Munévar’s standard is motivated more by the desire to make a quick kill of a young research program than to learn anything. The feminist approach is more fruitful. Consider, for example, Soble’s critique of Keller’s idea of dynamic objectivity as manifested in Barbara McClintock’s “feeling for the organism.” Soble’s critique is unusual in SFE for actually offering a close reading of a feminist text that seriously considers alternative interpretations of particular passages. (Crasnow offers the only other case). Yet even he rushes to judgment in concluding that Keller’s notion of dynamic objectivity is either empty, trivial, absurd, or, if interpreted intelligibly, not novel, and in any event not testable (88-9). There are ways to develop her elusive idea into a substantive, interesting, testable hypothesis. For example, Sarah Hrdy (1986), the distinguished feminist primatologist, has raised some highly interesting questions, along lines similar to Keller’s, concerning the epistemic fruitfulness of cultivating empathy for the primates under study. (Lest one think Hrdy is beating a tribalist drum, it’s worth noting that, strongly counter to feminist stereotype, she's a hard-core sociobiologist.)

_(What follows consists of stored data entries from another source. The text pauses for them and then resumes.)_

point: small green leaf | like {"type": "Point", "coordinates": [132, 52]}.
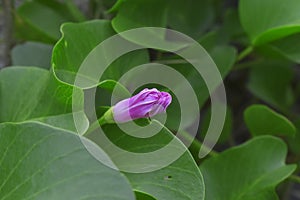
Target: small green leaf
{"type": "Point", "coordinates": [249, 171]}
{"type": "Point", "coordinates": [227, 129]}
{"type": "Point", "coordinates": [268, 20]}
{"type": "Point", "coordinates": [31, 93]}
{"type": "Point", "coordinates": [42, 162]}
{"type": "Point", "coordinates": [32, 54]}
{"type": "Point", "coordinates": [32, 19]}
{"type": "Point", "coordinates": [288, 47]}
{"type": "Point", "coordinates": [261, 120]}
{"type": "Point", "coordinates": [162, 183]}
{"type": "Point", "coordinates": [79, 40]}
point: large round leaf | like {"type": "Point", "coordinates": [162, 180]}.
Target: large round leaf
{"type": "Point", "coordinates": [32, 54]}
{"type": "Point", "coordinates": [247, 172]}
{"type": "Point", "coordinates": [190, 17]}
{"type": "Point", "coordinates": [261, 120]}
{"type": "Point", "coordinates": [42, 162]}
{"type": "Point", "coordinates": [31, 93]}
{"type": "Point", "coordinates": [179, 180]}
{"type": "Point", "coordinates": [268, 20]}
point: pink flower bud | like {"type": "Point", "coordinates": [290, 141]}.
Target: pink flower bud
{"type": "Point", "coordinates": [147, 103]}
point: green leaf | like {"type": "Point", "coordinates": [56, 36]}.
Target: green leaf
{"type": "Point", "coordinates": [135, 14]}
{"type": "Point", "coordinates": [294, 142]}
{"type": "Point", "coordinates": [181, 179]}
{"type": "Point", "coordinates": [227, 129]}
{"type": "Point", "coordinates": [33, 19]}
{"type": "Point", "coordinates": [189, 17]}
{"type": "Point", "coordinates": [223, 56]}
{"type": "Point", "coordinates": [261, 120]}
{"type": "Point", "coordinates": [288, 47]}
{"type": "Point", "coordinates": [42, 162]}
{"type": "Point", "coordinates": [31, 93]}
{"type": "Point", "coordinates": [32, 54]}
{"type": "Point", "coordinates": [268, 20]}
{"type": "Point", "coordinates": [143, 196]}
{"type": "Point", "coordinates": [79, 40]}
{"type": "Point", "coordinates": [249, 171]}
{"type": "Point", "coordinates": [271, 82]}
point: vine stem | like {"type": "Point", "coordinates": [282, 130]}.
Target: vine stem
{"type": "Point", "coordinates": [294, 178]}
{"type": "Point", "coordinates": [8, 30]}
{"type": "Point", "coordinates": [244, 53]}
{"type": "Point", "coordinates": [196, 145]}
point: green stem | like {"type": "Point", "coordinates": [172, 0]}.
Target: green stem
{"type": "Point", "coordinates": [245, 53]}
{"type": "Point", "coordinates": [196, 145]}
{"type": "Point", "coordinates": [294, 178]}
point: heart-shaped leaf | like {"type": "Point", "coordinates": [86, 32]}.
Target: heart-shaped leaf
{"type": "Point", "coordinates": [261, 120]}
{"type": "Point", "coordinates": [42, 162]}
{"type": "Point", "coordinates": [32, 54]}
{"type": "Point", "coordinates": [247, 172]}
{"type": "Point", "coordinates": [189, 17]}
{"type": "Point", "coordinates": [179, 178]}
{"type": "Point", "coordinates": [78, 41]}
{"type": "Point", "coordinates": [268, 20]}
{"type": "Point", "coordinates": [31, 24]}
{"type": "Point", "coordinates": [289, 47]}
{"type": "Point", "coordinates": [265, 77]}
{"type": "Point", "coordinates": [31, 93]}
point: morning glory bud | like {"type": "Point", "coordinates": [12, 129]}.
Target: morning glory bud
{"type": "Point", "coordinates": [147, 103]}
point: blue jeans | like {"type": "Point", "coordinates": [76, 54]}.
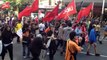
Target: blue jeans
{"type": "Point", "coordinates": [26, 51]}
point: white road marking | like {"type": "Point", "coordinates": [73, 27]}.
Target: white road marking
{"type": "Point", "coordinates": [94, 54]}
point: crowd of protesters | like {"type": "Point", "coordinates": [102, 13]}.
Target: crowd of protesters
{"type": "Point", "coordinates": [67, 35]}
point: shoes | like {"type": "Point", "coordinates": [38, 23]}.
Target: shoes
{"type": "Point", "coordinates": [24, 57]}
{"type": "Point", "coordinates": [88, 54]}
{"type": "Point", "coordinates": [97, 54]}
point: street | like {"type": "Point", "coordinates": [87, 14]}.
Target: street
{"type": "Point", "coordinates": [17, 50]}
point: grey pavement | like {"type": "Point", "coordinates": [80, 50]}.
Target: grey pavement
{"type": "Point", "coordinates": [102, 49]}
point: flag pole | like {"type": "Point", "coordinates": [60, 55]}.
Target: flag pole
{"type": "Point", "coordinates": [102, 13]}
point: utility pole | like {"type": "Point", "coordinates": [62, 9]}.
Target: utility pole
{"type": "Point", "coordinates": [102, 13]}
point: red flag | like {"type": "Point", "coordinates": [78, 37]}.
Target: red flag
{"type": "Point", "coordinates": [35, 5]}
{"type": "Point", "coordinates": [70, 9]}
{"type": "Point", "coordinates": [36, 19]}
{"type": "Point", "coordinates": [5, 5]}
{"type": "Point", "coordinates": [25, 12]}
{"type": "Point", "coordinates": [84, 12]}
{"type": "Point", "coordinates": [51, 15]}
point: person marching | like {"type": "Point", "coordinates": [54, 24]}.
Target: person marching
{"type": "Point", "coordinates": [92, 41]}
{"type": "Point", "coordinates": [72, 48]}
{"type": "Point", "coordinates": [7, 38]}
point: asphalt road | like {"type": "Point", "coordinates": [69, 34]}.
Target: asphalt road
{"type": "Point", "coordinates": [102, 49]}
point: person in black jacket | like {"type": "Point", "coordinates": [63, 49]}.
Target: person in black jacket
{"type": "Point", "coordinates": [53, 46]}
{"type": "Point", "coordinates": [7, 38]}
{"type": "Point", "coordinates": [35, 47]}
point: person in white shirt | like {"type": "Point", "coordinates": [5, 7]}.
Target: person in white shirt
{"type": "Point", "coordinates": [41, 27]}
{"type": "Point", "coordinates": [66, 32]}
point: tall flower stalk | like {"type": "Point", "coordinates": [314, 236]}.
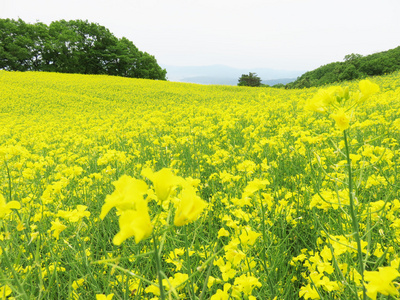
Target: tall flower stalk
{"type": "Point", "coordinates": [340, 104]}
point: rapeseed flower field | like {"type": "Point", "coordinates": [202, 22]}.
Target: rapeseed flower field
{"type": "Point", "coordinates": [116, 188]}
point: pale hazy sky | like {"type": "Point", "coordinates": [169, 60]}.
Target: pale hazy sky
{"type": "Point", "coordinates": [278, 34]}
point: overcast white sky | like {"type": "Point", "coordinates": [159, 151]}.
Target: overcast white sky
{"type": "Point", "coordinates": [278, 34]}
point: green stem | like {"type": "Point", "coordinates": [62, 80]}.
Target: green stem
{"type": "Point", "coordinates": [158, 266]}
{"type": "Point", "coordinates": [353, 214]}
{"type": "Point", "coordinates": [188, 266]}
{"type": "Point", "coordinates": [15, 275]}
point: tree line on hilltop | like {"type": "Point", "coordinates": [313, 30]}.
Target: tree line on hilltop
{"type": "Point", "coordinates": [354, 66]}
{"type": "Point", "coordinates": [74, 46]}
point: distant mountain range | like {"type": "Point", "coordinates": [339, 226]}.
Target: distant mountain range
{"type": "Point", "coordinates": [224, 75]}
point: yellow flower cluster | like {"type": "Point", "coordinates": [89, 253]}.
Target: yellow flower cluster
{"type": "Point", "coordinates": [339, 102]}
{"type": "Point", "coordinates": [132, 208]}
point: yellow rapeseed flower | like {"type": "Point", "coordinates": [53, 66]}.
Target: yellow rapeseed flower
{"type": "Point", "coordinates": [164, 181]}
{"type": "Point", "coordinates": [5, 208]}
{"type": "Point", "coordinates": [367, 88]}
{"type": "Point", "coordinates": [189, 207]}
{"type": "Point", "coordinates": [134, 223]}
{"type": "Point", "coordinates": [128, 191]}
{"type": "Point", "coordinates": [342, 119]}
{"type": "Point", "coordinates": [381, 281]}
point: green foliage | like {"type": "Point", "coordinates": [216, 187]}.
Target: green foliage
{"type": "Point", "coordinates": [249, 80]}
{"type": "Point", "coordinates": [355, 66]}
{"type": "Point", "coordinates": [74, 46]}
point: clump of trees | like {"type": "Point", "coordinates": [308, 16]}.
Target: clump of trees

Applying the feminist standard (of being open to learning even from flawed work) to the object of my review, I do not dismiss SFE out of hand, even though it commits one blunder after another, oblivious to its own gross incompetence in interpreting feminist epistemology. Nanda’s essay, in particular, is well worth rescuing from its own grievous errors. Crasnow’s and Kourany’s essays are models of respectful, intellectually serious critical scholarship, instructively read together (for they take opposite sides on the proper role of realism in the philosophy of science), and worthy of a more dignified venue than SFE.
(b) Avoiding tribalism
SFE tells us that it’s wrong to think that all women think alike. But apparently SFE thinks it’s ok to think that all feminist epistemologists think alike. Munévar infers from Harding’s case alone that all work by feminist epistemologists is shoddy (154). Klee and Almeder go on for pages about how feminist epistemologists must think, without even bothering to link their speculations to any particular feminist text. SFE tells us that feminist epistemologists are a bunch of cynical, tribalist, politically correct traitors to truth.
(c) Avoiding cynicism
SFE tells us that it is wrong to be cynical about the project of advancing knowledge. Yet Pinnick and Koertge appear to be cynics about the project of advancing our moral knowledge. Science isn't an “arational” power struggle, but apparently ethics is. More importantly, SFE manifests a crude cynicism about feminist epistemology that turns out to be intellectually crippling. If one begins with a cynical premise, it’s hard to work up enough charity toward the research program to think oneself out of it by engaging with the texts.